Mt. Gox CEO Mark Karpelès Wants To Get Back In Business
Early bitcoin maverick Mark Karpelès is back in business, with a new technology startup. The former CEO of the Mt. Gox exchange has announced a role as CTO for Tristan Technologies Co, which seeks to develop a blockchain based operating system.
At the Foreign Correspondents Club of Japan, Karpelès told reporters that the primary aim for the new business is to help Japan regain its position as a technology powerhouse.
“Japan used to be [an] engineering superpower in terms of its PCs but right now, taking the cloud for example, it’s the U.S. that dominates. But I still believe in the potential Japan has and I would like to develop that.”
Mark Karpelès at the Foreign Correspondents Club of Japan
Despite those lofty ambitions, the new CTO is keeping mum on the exact details. The new venture, based in Japan, seeks to develop a secure blockchain-based operating system, The Mainichi reports.
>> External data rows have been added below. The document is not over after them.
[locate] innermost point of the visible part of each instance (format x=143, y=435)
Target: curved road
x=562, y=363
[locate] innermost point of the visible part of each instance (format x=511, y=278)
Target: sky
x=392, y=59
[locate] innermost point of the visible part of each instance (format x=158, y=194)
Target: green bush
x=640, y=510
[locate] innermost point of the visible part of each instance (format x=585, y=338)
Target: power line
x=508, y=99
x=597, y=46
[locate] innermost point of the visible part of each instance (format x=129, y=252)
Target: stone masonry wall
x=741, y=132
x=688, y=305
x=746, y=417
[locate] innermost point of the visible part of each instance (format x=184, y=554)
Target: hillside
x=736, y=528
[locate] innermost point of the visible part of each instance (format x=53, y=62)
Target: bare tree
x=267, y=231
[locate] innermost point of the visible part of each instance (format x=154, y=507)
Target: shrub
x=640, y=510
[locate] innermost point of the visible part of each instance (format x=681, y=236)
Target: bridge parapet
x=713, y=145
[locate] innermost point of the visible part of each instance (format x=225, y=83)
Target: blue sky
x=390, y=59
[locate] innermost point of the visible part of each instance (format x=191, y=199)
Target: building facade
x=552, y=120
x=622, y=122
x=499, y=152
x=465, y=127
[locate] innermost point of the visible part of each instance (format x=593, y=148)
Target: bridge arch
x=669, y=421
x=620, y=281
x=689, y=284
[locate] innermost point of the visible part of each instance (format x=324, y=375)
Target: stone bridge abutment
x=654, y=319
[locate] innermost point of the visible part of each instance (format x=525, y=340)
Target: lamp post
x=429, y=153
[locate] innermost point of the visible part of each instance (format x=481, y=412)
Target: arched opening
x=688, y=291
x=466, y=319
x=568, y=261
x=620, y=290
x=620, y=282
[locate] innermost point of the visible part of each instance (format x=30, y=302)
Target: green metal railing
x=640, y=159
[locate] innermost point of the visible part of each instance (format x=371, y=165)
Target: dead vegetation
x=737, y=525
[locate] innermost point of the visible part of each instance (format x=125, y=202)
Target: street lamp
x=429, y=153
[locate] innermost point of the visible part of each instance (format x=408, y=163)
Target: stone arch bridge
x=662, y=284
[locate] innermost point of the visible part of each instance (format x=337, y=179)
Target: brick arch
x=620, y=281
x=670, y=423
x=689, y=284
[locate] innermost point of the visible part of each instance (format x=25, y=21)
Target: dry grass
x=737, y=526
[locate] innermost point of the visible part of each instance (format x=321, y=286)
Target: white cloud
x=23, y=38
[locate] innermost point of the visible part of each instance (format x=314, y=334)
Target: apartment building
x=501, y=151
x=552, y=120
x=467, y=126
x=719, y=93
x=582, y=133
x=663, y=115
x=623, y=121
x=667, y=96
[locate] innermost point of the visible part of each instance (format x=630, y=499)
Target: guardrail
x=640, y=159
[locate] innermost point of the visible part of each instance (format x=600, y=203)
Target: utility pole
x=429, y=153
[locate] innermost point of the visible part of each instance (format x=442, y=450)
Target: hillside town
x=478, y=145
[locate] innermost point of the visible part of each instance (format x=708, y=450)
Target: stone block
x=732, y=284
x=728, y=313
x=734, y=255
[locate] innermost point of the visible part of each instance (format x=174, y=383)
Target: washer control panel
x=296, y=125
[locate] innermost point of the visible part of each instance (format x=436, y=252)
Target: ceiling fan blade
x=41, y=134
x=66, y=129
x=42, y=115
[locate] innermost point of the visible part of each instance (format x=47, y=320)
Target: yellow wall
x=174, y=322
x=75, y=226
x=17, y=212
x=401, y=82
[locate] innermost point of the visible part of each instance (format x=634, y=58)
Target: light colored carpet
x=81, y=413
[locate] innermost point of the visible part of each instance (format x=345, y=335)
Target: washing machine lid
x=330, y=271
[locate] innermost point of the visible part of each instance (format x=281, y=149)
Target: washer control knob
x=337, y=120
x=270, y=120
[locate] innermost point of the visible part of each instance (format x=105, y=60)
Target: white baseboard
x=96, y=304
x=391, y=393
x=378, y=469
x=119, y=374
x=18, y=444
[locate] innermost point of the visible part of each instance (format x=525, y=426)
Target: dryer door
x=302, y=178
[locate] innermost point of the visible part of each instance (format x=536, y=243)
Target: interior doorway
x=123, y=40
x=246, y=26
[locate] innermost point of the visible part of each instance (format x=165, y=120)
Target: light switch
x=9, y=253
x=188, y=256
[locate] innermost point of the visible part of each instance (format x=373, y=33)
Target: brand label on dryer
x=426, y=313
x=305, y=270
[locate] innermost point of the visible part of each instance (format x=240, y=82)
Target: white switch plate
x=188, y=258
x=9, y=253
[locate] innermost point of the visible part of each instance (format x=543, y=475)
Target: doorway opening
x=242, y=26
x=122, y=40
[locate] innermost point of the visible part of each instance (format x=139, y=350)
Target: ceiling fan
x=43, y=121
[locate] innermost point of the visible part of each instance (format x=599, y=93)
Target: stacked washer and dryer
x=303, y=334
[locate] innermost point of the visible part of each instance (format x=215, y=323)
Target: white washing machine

Karpelès spent eleven months in detention for his role in the Mt. Gox hack and bankruptcy, although he has since been cleared of embezzlement and fraud. His is currently appealing a conviction of manipulating data.
But whatever his actual crimes may have been, poor management and apparent incompetence as head of Mt. Gox will be hard to forgive – and harder to forget. In 2014, Mt. Gox declared bankruptcy after losing some $500 million in bitcoin deposits.
An extensive Wired report of the debacle relates just how little concern Karpelès showed for his customers’ funds. According to the report, following Mt. Gox’s first hack in 2011, Roger Ver and Kraken’s Jesse Powell raced to the aid of the exchange to shore up its security and get it back online. The two worked through a weekend, while Karpelès spent his efforts on a Bitcoin Cafe he had established.